Accuracy means the data is not just present — it is correct. The name in the database matches what the user typed. The balance matches the calculated value. The migrated data matches the source. This is where you put on your auditor hat and compare numbers.
After every data migration, ETL job, or system integration, you must compare source data with target data. Same records, same values, zero differences. Any mismatch is a bug.
-- Step 1: Count comparison
SELECT 'source' AS system, COUNT(*) FROM old_users
UNION ALL
SELECT 'target', COUNT(*) FROM users;
-- Step 2: Find records in source but NOT in target (lost records)
SELECT s.user_id, s.email, s.full_name
FROM old_users s
LEFT JOIN users t ON s.email = t.email
WHERE t.email IS NULL;
-- Step 3: Find records in target but NOT in source (extra records)
SELECT t.user_id, t.email, t.full_name
FROM users t
LEFT JOIN old_users s ON t.email = s.email
WHERE s.email IS NULL;
-- Step 4: Find records where values differ
SELECT s.email,
s.full_name AS source_name, t.full_name AS target_name,
s.phone AS source_phone, t.phone AS target_phone
FROM old_users s
JOIN users t ON s.email = t.email
WHERE s.full_name != t.full_name
OR s.phone != t.phone;-- Balance accuracy: calculated balance vs stored balance
SELECT
a.account_id,
a.balance AS stored_balance,
COALESCE(SUM(CASE
WHEN t.to_account = a.account_id THEN t.amount
WHEN t.from_account = a.account_id THEN -t.amount
END), 0) AS calculated_balance,
a.balance - COALESCE(SUM(CASE
WHEN t.to_account = a.account_id THEN t.amount
WHEN t.from_account = a.account_id THEN -t.amount
END), 0) AS difference
FROM accounts a
LEFT JOIN transactions t
ON a.account_id IN (t.from_account, t.to_account)
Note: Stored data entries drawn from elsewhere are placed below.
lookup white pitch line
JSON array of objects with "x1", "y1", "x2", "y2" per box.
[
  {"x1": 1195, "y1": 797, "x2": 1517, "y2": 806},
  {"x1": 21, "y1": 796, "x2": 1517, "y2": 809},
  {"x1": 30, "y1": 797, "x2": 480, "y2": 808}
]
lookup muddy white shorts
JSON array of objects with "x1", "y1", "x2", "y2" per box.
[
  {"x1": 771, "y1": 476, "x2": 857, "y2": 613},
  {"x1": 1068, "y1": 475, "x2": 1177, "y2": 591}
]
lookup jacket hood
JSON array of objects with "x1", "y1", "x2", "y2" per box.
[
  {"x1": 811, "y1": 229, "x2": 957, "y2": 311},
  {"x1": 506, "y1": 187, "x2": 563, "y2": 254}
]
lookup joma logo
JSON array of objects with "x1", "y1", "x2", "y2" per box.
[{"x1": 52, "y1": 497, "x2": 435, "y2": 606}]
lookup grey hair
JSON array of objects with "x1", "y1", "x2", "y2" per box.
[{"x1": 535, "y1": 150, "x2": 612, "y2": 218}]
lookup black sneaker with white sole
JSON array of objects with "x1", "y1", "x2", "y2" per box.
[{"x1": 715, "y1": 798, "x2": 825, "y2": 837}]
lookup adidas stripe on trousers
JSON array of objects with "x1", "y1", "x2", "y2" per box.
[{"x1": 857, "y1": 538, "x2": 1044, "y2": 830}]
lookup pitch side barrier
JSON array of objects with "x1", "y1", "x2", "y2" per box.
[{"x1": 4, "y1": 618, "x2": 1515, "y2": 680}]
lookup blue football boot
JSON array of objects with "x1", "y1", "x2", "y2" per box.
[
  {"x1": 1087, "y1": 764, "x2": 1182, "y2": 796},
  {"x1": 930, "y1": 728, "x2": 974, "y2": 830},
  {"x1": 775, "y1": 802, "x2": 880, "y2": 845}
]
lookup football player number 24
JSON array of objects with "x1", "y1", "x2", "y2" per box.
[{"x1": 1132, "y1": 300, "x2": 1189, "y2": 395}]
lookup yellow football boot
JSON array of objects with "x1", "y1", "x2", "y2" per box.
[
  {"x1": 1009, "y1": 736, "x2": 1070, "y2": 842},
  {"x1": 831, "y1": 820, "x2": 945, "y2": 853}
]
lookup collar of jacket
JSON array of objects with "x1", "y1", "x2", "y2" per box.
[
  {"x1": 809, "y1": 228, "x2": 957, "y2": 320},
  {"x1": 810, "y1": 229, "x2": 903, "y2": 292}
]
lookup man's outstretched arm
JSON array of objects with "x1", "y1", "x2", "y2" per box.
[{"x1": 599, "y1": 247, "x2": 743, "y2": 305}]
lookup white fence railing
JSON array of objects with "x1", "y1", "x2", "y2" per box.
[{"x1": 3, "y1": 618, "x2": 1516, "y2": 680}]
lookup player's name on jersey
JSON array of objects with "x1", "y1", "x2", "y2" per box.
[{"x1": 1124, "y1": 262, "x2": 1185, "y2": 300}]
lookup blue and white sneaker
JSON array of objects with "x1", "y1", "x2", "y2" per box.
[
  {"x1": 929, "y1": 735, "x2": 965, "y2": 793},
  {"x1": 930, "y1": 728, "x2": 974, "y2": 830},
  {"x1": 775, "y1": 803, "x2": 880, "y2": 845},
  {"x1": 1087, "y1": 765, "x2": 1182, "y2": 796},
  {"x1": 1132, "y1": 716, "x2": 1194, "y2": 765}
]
GROUP BY a.account_id, a.balance
HAVING a.balance != COALESCE(SUM(CASE
WHEN t.to_account = a.account_id THEN t.amount
WHEN t.from_account = a.account_id THEN -t.amount
END), 0);When dealing with decimal numbers, floating-point math can introduce tiny rounding errors. 10.00 / 3 might produce 3.333333...34 instead of 3.33. You cannot use strict equality. Instead, compare within a tolerance.
-- WRONG: Strict equality fails with floating-point
SELECT * FROM invoices
WHERE total_amount != calculated_total; -- Catches rounding noise
-- RIGHT: Compare within tolerance (0.01 = 1 paisa)
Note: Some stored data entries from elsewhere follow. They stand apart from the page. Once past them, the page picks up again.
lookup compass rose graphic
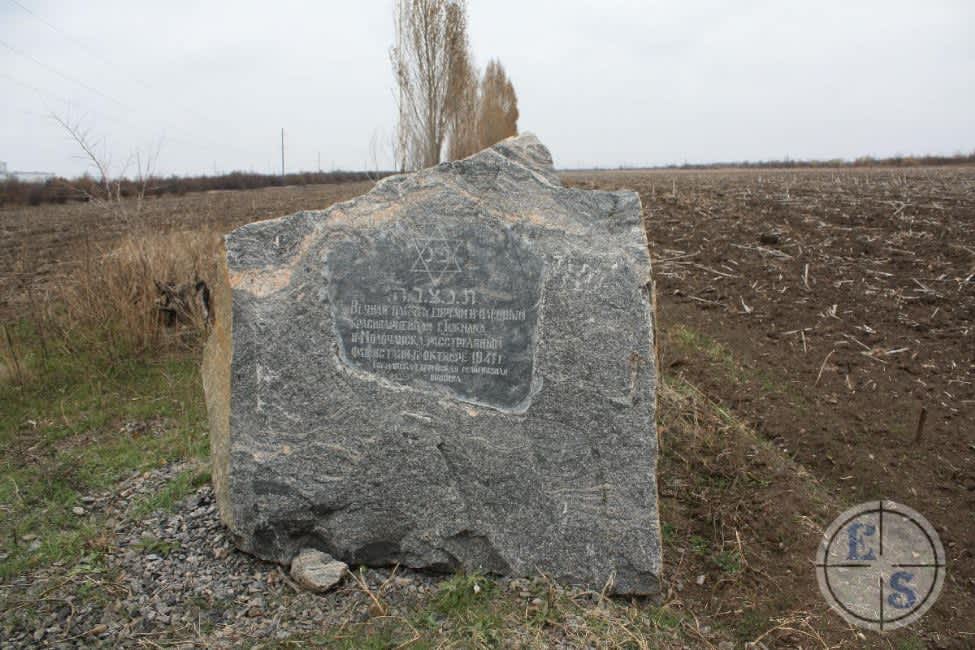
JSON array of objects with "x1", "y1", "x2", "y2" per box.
[{"x1": 816, "y1": 500, "x2": 945, "y2": 632}]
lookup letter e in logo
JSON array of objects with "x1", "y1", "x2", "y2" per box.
[{"x1": 847, "y1": 522, "x2": 877, "y2": 561}]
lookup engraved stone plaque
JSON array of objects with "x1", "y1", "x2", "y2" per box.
[{"x1": 327, "y1": 224, "x2": 543, "y2": 410}]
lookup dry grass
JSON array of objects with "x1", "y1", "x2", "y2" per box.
[
  {"x1": 1, "y1": 181, "x2": 370, "y2": 366},
  {"x1": 27, "y1": 228, "x2": 223, "y2": 362},
  {"x1": 0, "y1": 181, "x2": 374, "y2": 322}
]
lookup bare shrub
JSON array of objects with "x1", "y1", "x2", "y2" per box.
[{"x1": 50, "y1": 114, "x2": 162, "y2": 223}]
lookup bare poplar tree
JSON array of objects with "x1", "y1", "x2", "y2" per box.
[
  {"x1": 444, "y1": 3, "x2": 480, "y2": 160},
  {"x1": 391, "y1": 0, "x2": 469, "y2": 170},
  {"x1": 477, "y1": 59, "x2": 519, "y2": 149}
]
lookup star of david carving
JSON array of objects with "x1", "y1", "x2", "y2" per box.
[{"x1": 410, "y1": 230, "x2": 465, "y2": 284}]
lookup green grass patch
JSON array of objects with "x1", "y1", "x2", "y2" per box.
[
  {"x1": 307, "y1": 572, "x2": 696, "y2": 648},
  {"x1": 649, "y1": 605, "x2": 684, "y2": 630},
  {"x1": 433, "y1": 572, "x2": 496, "y2": 614},
  {"x1": 735, "y1": 609, "x2": 769, "y2": 641},
  {"x1": 668, "y1": 324, "x2": 794, "y2": 400},
  {"x1": 670, "y1": 324, "x2": 737, "y2": 374},
  {"x1": 0, "y1": 320, "x2": 208, "y2": 578},
  {"x1": 661, "y1": 522, "x2": 677, "y2": 542},
  {"x1": 689, "y1": 535, "x2": 710, "y2": 557},
  {"x1": 133, "y1": 535, "x2": 181, "y2": 557},
  {"x1": 429, "y1": 573, "x2": 504, "y2": 644},
  {"x1": 685, "y1": 530, "x2": 742, "y2": 575},
  {"x1": 131, "y1": 466, "x2": 211, "y2": 518},
  {"x1": 712, "y1": 549, "x2": 742, "y2": 574}
]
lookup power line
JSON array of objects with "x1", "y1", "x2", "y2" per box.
[
  {"x1": 0, "y1": 72, "x2": 127, "y2": 124},
  {"x1": 1, "y1": 72, "x2": 212, "y2": 154},
  {"x1": 0, "y1": 38, "x2": 128, "y2": 108},
  {"x1": 5, "y1": 0, "x2": 270, "y2": 164},
  {"x1": 7, "y1": 0, "x2": 232, "y2": 137},
  {"x1": 0, "y1": 49, "x2": 266, "y2": 166},
  {"x1": 8, "y1": 0, "x2": 112, "y2": 64}
]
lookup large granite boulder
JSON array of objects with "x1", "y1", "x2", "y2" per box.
[{"x1": 202, "y1": 134, "x2": 661, "y2": 595}]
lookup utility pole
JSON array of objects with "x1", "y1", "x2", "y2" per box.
[{"x1": 280, "y1": 128, "x2": 285, "y2": 178}]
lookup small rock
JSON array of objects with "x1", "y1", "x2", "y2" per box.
[
  {"x1": 759, "y1": 232, "x2": 781, "y2": 245},
  {"x1": 392, "y1": 575, "x2": 413, "y2": 588},
  {"x1": 289, "y1": 548, "x2": 347, "y2": 593},
  {"x1": 696, "y1": 574, "x2": 706, "y2": 586},
  {"x1": 72, "y1": 506, "x2": 86, "y2": 516},
  {"x1": 87, "y1": 623, "x2": 108, "y2": 637}
]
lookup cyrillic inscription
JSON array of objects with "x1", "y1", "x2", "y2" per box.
[{"x1": 327, "y1": 223, "x2": 543, "y2": 409}]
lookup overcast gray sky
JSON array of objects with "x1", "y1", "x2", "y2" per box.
[{"x1": 2, "y1": 1, "x2": 973, "y2": 177}]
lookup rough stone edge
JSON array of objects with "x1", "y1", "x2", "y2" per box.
[
  {"x1": 201, "y1": 240, "x2": 235, "y2": 535},
  {"x1": 225, "y1": 133, "x2": 560, "y2": 256}
]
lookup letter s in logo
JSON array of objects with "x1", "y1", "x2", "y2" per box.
[{"x1": 887, "y1": 572, "x2": 917, "y2": 610}]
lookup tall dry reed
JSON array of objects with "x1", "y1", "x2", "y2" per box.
[{"x1": 43, "y1": 227, "x2": 224, "y2": 358}]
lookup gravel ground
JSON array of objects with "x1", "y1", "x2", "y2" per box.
[{"x1": 0, "y1": 463, "x2": 447, "y2": 648}]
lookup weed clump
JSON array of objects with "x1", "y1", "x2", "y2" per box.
[{"x1": 40, "y1": 228, "x2": 223, "y2": 360}]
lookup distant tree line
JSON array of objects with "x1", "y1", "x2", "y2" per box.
[
  {"x1": 624, "y1": 152, "x2": 975, "y2": 172},
  {"x1": 391, "y1": 0, "x2": 519, "y2": 171},
  {"x1": 0, "y1": 169, "x2": 390, "y2": 208}
]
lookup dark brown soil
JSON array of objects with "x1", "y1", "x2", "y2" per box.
[{"x1": 567, "y1": 166, "x2": 975, "y2": 645}]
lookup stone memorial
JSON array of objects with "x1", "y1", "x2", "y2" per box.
[{"x1": 202, "y1": 134, "x2": 661, "y2": 595}]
SELECT invoice_id, total_amount, calculated_total,
ABS(total_amount - calculated_total) AS difference
FROM invoices
WHERE ABS(total_amount - calculated_total) > 0.01;
-- Only flags differences greater than 1 paisa
-- For percentage-based tolerance (useful for large amounts)
SELECT invoice_id, total_amount, calculated_total
FROM invoices
WHERE ABS(total_amount - calculated_total) / total_amount > 0.001;
-- Flags differences greater than 0.1%Never store monetary values as FLOAT or DOUBLE. Always use DECIMAL(precision, scale). FLOAT introduces rounding errors that accumulate over thousands of transactions. Rs 0.01 error per transaction times 100,000 transactions per day = Rs 1,000 per day. I have seen this in production.
Q: How do you validate data accuracy after a data migration?
A: I follow a four-step process. First, count comparison — source and target should have the same number of records. Second, I find records missing from the target using LEFT JOIN. Third, I find extra records in the target that do not exist in the source. Fourth, I compare field values for matching records to catch any data transformation errors — truncation, encoding changes, rounding issues. For decimal fields, I use a tolerance-based comparison (ABS difference < 0.01) to handle floating-point precision. I document each discrepancy with the exact SQL query and expected vs actual values.
Key Point: Data accuracy means every value matches its expected source. Compare source vs target after migrations, and use tolerance for decimal comparisons.